夢のない国(3)

もちろん、多くのおとなは「子どもらしさを削ごう」とか「従う国民に育てよう」と思っているわけではないでしょう。

しかし、未だに「集団行動」や「集団保育」が当たり前の日本では、号令によって一斉に動ける子どもが「良し」とされ、できない子どもは「気がかりな子」として、場合によっては発達検査を受けるよう、勧められます。
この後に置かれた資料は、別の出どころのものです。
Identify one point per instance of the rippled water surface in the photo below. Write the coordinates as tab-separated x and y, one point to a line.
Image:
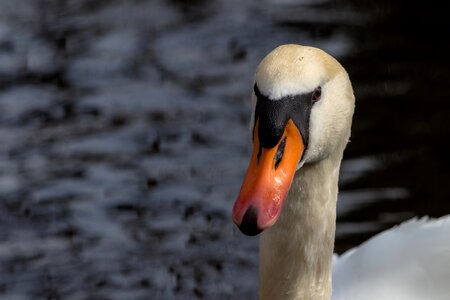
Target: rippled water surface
123	137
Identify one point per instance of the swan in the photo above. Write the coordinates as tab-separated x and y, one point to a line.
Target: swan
302	108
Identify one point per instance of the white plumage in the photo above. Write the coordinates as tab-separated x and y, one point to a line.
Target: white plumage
408	262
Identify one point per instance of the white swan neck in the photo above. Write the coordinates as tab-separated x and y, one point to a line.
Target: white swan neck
296	253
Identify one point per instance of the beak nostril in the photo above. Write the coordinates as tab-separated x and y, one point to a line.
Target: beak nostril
280	153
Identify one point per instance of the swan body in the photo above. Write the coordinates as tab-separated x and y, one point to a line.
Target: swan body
408	262
303	105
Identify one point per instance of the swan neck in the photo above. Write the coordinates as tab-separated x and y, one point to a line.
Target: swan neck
296	253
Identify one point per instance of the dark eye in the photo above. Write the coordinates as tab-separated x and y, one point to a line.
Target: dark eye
316	94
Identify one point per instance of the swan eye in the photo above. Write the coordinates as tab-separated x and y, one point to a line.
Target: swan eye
316	94
280	153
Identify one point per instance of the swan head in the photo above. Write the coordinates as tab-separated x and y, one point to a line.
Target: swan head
302	106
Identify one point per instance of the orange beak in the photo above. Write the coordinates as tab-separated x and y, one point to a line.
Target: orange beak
267	181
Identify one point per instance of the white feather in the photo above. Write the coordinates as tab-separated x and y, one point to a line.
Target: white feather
408	262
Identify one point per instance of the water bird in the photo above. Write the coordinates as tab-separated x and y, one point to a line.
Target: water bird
302	108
社会が望む行動が取れなかったり、社会が是とする価値観に合わせられなければ、子どもが落伍者になる恐れが高まります。

世話焼きに必死になるな

一方、世界中を見渡してもみても、競争はエスカレートするばかり。「子どもを負け犬にはさせたくない」という“親心”から、いつでも子どもの先回りをして、手を出し、口を出したくなります。

子どもが失敗しないよう、困ることがないよう、落ちこぼれてしまわないよう、世話を焼きたくなります。
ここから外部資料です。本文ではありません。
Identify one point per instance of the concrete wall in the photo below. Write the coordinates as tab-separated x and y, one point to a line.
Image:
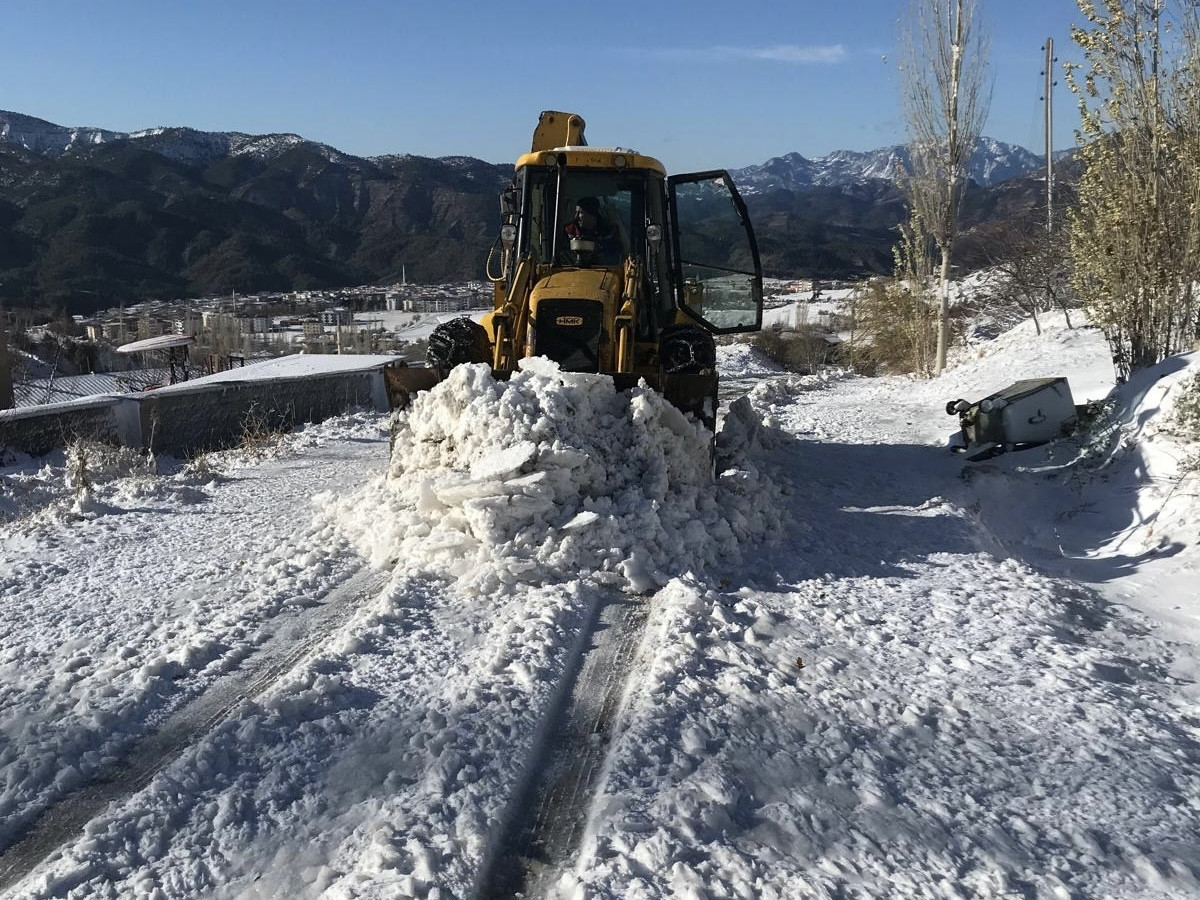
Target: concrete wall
190	418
何しろ、おとなは「金とスキルが無ければ、何もできない」ことを、おとなは骨身に染みて知っています。
だからこそ、「現実を見て、小さいうちから頑張れ!」と言いたくなります。

子どもの人生をコントロールし、子どもから夢を奪うことになってしまうなどとは思わずに。

行き過ぎたおとなのコントロール

統計的な証明は難しいですが、過干渉過ぎる関わり、行き過ぎたおとな(親)のコントロールについては、あちこちで目にします。

たとえば「オヤカク」です。

企業が学生に内定を出す際、保護者の事前確認しておくことを意味します。就職情報サイトの調査では、就活生の保護者の半数以上が、企業から「オヤカク」を受けたと回答したとか(『NHK NEWSWEB』2024年2月26日)。
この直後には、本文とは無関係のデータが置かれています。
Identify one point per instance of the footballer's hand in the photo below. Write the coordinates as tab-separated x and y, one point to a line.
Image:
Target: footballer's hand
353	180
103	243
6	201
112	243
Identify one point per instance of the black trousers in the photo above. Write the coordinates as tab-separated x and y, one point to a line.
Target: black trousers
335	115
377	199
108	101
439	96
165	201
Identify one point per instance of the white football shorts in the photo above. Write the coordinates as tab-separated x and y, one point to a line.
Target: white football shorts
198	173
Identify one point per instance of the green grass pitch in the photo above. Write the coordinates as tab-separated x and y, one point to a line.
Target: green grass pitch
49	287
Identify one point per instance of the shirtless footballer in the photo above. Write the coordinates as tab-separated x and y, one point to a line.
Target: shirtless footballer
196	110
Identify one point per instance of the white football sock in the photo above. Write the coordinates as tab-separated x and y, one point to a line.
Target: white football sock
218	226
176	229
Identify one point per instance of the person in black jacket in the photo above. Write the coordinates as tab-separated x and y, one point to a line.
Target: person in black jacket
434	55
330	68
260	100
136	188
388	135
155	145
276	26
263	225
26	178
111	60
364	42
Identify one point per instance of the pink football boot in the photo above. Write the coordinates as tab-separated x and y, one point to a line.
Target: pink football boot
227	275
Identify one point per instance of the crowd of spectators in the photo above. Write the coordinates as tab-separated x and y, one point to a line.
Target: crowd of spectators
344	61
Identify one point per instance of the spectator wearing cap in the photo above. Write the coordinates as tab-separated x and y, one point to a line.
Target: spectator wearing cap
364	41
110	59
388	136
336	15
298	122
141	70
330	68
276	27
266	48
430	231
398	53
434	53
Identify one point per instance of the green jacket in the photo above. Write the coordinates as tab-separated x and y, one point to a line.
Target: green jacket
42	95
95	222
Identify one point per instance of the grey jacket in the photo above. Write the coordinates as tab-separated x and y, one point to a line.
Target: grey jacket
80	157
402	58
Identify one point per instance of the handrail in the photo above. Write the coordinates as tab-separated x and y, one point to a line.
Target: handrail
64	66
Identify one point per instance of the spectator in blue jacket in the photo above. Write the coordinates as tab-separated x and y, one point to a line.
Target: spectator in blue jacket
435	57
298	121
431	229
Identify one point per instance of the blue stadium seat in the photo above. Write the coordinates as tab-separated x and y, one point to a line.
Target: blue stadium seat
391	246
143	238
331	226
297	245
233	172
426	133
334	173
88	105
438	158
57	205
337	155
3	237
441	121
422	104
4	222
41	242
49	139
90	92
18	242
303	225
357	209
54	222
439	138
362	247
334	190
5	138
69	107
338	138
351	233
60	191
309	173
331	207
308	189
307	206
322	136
親からの就職に関する否定的な意見によって約3割の学生が、結果として「内々定を辞退した」との回答もあります(『マイナビキャリアサポート』)。

親の代理婚活は今や珍しくない

一時、世間を驚かせた「親同士の代理婚活・見合い」も、今や普通です。これらのキーワードを入力すると、驚くほど多くのサイト・業者がヒットします。「親と子の結婚相談会」なるものもあったりします。

昨今の大学では、親の授業参観も当たり前ですし、大学のオープンキャンパスや説明会は、当事者より親の方が多いくらいです。子ども1人に対し親はふたり・・・両親そろって来れば、親の数が倍になります。

ある大学の先生は、「大学説明会でも、熱心に話を聴いてうなずいているのは親だけ。子どもは他人事、という感じです」と嘆いていました。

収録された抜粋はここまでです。